UPDATE: Thanks all for the suggestions. For now we ended up increasing the
seq_page_cost from 1 to 2 in the database. That has gotten us back to our old much much faster speeds without change in code and seems to have
improved the speeds of other queries as well, without reducing speed of any.
ALTER DATABASE mydb SET seq_page_cost=2;
As Jeff suggested, we'll try to come up with a standalone example that exhibits the behavior. The below example was more to demonstrate the construct. Table names and fields were changed to protect the innocent so that is why we didn't bother showing explain plans. The behavior also seems to do
with the distribution of data and gets worse when stats are updated (via vacuum analyze). Didn't see this in PostgreSQL 8.3 and this was a system recently upgraded from 8.3 to 8.4
---ORIGINAL ARTICLE HERE --
This is a very odd thing and I think has happened to us perhaps once before.
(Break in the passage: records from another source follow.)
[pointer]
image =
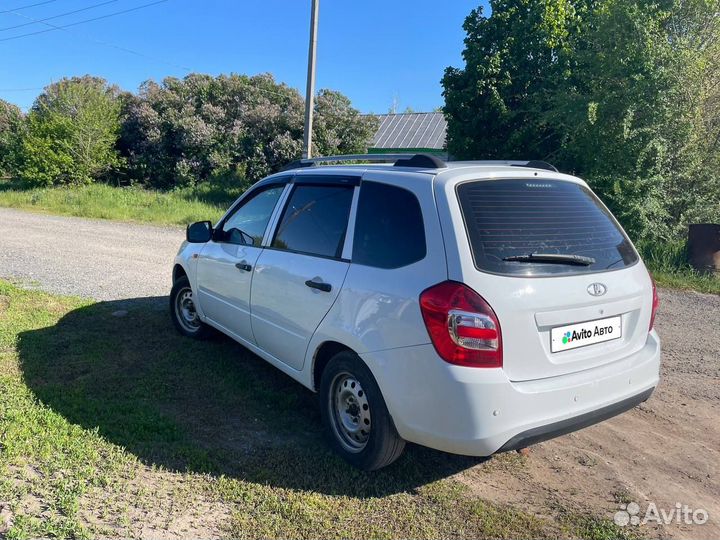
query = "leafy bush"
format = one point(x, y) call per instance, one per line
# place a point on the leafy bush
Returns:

Its a bit puzzling, and we aren't particularly happy with our work around because its
something that looks to a casual observer as a bit bizarre. The hack is setting the enable_seqscan setting
off for a particular query to force the planner to use indexes available to it.
What is particularly troubling about this problem, is that it wasn't always this way.
This is a piece of query code we've had in an application for a while, and its worked shall
I say really fast. Response times in 300 ms - 1 sec, for what is not a trivial query against a not
so trivially sized hierarchy of tables.
Anyrate, one day -- this query that we were very happy with, suddenly started
hanging taking 5 minutes to run. Sure data had been added and so forth, but that didn't
completely explain this sudden change of behavior. The plan it had taken had changed drastically.
It just suddenly decided to stop using a critical index it had always used. Well it was still using it but just on
the root table, not the children. Though querying a child directly proved that it still refused to use it,
so it didn't seem to be the hierarchy at fault here.